I’ve been thinking a lot about the timing of Ellis’s appearance and Alice’s departure—the synchronicity of it. Not to be paranoid, but their names are strangely similar too. Then again, lots of names are samey, especially girls’. She hasn’t got back to me about my blurty voicemail last night though. It’s Tuesday now, and with every passing hour, I’m starting to get the uneasy feeling that she isn’t going to get in touch.
I don’t like that she’s the one in control, as though there’s a threat within her silence and in my lack of memory. There are gaps in Saturday night that are troubling me, a nasty pulse at the back of my mind that won’t stop beating.
What if I said more to her than I can remember; something worse? That’s if there is anything worse than wishing Fred dead.
It’s not easy trying to focus on work with a disturbed mind. By lunchtime, I have a migraine, so I take a walk along the seafront. Sitting down on a bench, I’m about to unwrap my sandwich when my phone rings and I jump so much I bite my tongue.
It isn’t Ellis; it’s my mother-in-law.
“Hi, darling,” she says. “How are you?”
“I’m fine, Monique. Couldn’t be better.”
That’s such a stretch; I imagine her nose wrinkling. “Even with Alice gone?”
“Even so.”
I don’t know why I can’t tell her the truth. Maybe I just don’t want her to think of me as vulnerable, with everything going on with Fred. I don’t know what lies ahead, but being seen as a pushover isn’t going to get me very far.
“Well, I’m glad to hear you’re not moping… When Freddy left, I was so distraught. And then I joined a choir and my life opened up… Have you thought any more about that?”
We’ve had this conversation many times. I’m not very musical.
“You don’t have to be musical,” she intuits. “I think you’d like it. It would give you a sense of belonging.”
“We’ll see.”
The difference is that Monique didn’t work, but I don’t want to say that. It’s not really about working or not working. It’s about happiness and we all get that from different sources. For Monique, it was choir. For me…well, it’s environmental reports.
Something else is bugging me though: she thinks I’m missing a sense of belonging. I don’t think I’ve ever given her any reason to think that, so it’s presumptuous, patronizing. Yet, I can count my family on one hand, so I let it go. Even though as I’m thinking this, I realize this is exactly what she’s getting at.
Aside from Jam, and Claire at work, I don’t have many people on my side. And Monique knows it.
“Anyway, the reason I was calling was to ask what you’re doing about Saturday?”
“Saturday?” I draw a blank, can’t think past the end of today.
“Your wedding anniversary.” She laughs.
Oh, crap. That’s this week? “I don’t think we’re doing anything. We don’t normally do much.”
“Exactly. Which is why I’m inviting you over for lunch. It would be nice to see you.”
When I don’t reply, she presses on. “There’s no pressure, if you’d rather get a burger and watch the sun set.” She’s referring to last year.
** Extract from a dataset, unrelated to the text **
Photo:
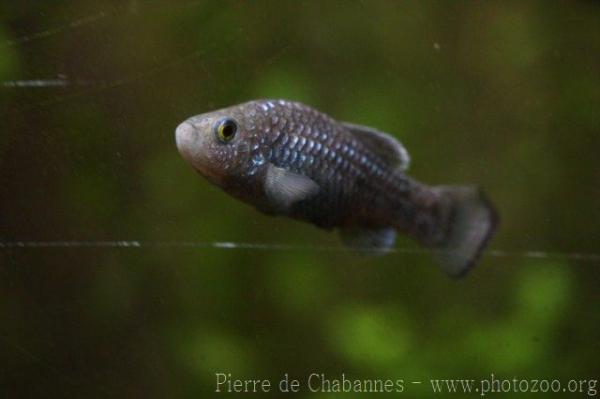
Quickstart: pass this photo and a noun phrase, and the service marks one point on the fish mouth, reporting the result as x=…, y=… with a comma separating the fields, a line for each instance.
x=193, y=148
That’s what we did, but Will and Alice were with us then. I can’t see that happening this year.
And that’s another reason for us to split up. Without our children, there’s nothing holding us together.
“So, would you like to come?” she asks.
“Okay,” I say, trying to sound cheerful.
“Perfect.”
“Great,” I reply, hanging up with a sense of dread. The last thing I want to do is spend my anniversary with my in-laws. She’s never invited us before. I’m struggling to think of a time when she’s even acknowledged the date. In fact, she once said that wedding anniversaries were private, just between the couple.
As I unwrap my sandwich, I have the horrible feeling that she knows about me and Fred. I thought I was doing a good job of acting, but maybe he’s confided in her. Yet, said what exactly? That he’s cheating on me?
And now I’ve lost my appetite. I’m just about to go back along the seafront when I see a flash of bronze hair that makes my stomach do a loop the loop. It’s only a GD, clutching the arm of a yachtie. But for one moment, I thought it was…
I can’t let this spill over into work. I need to be able to concentrate this afternoon, and every day after. I’ll give her until tonight and then she’s out of my phone, out of my life.